VS = VSU VSS  % Short vowels
VL = VLU VLS  % Long vowels
V  = VS  VL   % All Vowels

U  = VSU VLU  % Unstressed
S  = VSS VLS  % Stressed

We might first wish to define rules which describe vowel stress, since it is rule-based and not lexical.

While this is not a rule, we might want to consider the expression for syllable structure: "The syllable onsent may consist of any consonant, or a cluster of an plosive and r. The coda may be empty, contain a nasal, or a voiceless plosive."

The onset looks like {C Pr}, which we can read as "C or (P followed by r)"
The coda is {n T}?, read as "(n or T), one or zero times"
Because diphthongs are not allowed, the syllable must be ({C Pr}V{n T}?)

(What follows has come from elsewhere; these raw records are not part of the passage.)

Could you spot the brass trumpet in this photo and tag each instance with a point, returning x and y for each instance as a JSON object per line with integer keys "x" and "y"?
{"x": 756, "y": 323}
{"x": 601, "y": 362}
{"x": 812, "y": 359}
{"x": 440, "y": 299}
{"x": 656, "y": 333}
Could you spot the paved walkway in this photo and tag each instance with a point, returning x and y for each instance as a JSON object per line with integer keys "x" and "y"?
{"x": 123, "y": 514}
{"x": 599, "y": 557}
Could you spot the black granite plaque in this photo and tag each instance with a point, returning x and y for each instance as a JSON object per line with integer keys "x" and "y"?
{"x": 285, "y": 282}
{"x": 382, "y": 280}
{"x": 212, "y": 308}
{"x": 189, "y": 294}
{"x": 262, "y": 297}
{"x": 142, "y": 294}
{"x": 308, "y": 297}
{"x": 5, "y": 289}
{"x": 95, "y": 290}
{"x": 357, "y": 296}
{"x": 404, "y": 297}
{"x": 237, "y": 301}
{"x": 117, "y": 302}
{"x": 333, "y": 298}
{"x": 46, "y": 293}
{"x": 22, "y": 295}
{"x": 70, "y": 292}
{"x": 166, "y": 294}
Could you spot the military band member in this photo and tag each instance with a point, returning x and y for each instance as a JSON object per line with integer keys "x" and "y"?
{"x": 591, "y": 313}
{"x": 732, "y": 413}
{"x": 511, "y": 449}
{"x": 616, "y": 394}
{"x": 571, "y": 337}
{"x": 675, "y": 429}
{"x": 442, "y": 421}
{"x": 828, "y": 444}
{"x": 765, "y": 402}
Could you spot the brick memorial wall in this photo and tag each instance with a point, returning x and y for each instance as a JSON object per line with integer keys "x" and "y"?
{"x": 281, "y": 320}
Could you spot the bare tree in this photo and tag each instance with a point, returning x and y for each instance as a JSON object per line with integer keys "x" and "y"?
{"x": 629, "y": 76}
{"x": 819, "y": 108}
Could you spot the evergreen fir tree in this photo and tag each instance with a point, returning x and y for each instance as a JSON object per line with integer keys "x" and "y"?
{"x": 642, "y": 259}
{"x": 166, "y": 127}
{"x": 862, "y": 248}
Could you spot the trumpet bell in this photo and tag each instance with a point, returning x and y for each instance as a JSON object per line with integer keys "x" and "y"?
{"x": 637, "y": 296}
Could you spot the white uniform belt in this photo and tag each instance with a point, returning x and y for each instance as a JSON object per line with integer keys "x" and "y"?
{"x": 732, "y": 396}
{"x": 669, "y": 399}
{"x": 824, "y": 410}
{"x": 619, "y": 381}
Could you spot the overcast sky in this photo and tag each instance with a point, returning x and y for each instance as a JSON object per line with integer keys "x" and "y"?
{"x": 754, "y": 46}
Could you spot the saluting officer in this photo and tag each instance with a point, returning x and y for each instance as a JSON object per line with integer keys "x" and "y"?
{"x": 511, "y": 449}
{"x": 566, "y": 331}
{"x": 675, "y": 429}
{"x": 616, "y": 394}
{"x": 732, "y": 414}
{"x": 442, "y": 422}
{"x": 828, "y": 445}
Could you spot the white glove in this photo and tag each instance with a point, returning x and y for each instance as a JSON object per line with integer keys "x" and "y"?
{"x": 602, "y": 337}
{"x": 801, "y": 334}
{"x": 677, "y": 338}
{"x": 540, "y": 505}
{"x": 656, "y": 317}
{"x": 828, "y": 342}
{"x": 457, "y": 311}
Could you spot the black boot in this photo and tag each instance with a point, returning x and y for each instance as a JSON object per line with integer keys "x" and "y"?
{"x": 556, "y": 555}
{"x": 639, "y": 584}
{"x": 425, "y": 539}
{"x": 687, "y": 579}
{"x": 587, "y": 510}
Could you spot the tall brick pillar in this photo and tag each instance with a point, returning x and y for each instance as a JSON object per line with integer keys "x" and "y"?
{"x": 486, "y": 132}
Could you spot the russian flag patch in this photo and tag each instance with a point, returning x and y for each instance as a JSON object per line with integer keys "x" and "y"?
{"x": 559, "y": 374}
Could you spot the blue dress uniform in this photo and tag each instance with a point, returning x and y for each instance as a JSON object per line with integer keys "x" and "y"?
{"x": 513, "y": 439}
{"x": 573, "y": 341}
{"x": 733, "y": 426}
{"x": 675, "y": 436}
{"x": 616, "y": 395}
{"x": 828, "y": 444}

Our lexicon will contain only the phonemic forms without stress, so we need to write the rules for assigning stress. For monosyllables, we need the following rules:
VLU > VLS / #{C Pr}?_{n T}?# % Monosyllables with long vowels are always stressed
VSU > VSS / #{C Pr}?_{n T}#  % Close monosyllables are always stressed.

% We apply to the short vowels only, because long vowels were affected by the previous rule

U > S / #{C Pr}?_{n T}?({C Pr}V{n T}?)({C Pr}V{n T}?)?# % Applies stress to bi- and tri-syllables
U > S / #({C Pr}?U{n T}?)+{C Pr}_{n T}?{C Pr}V{n T}?#   %Note that the first syllable expression uses U to prevent it affecting words changed by the previous rule.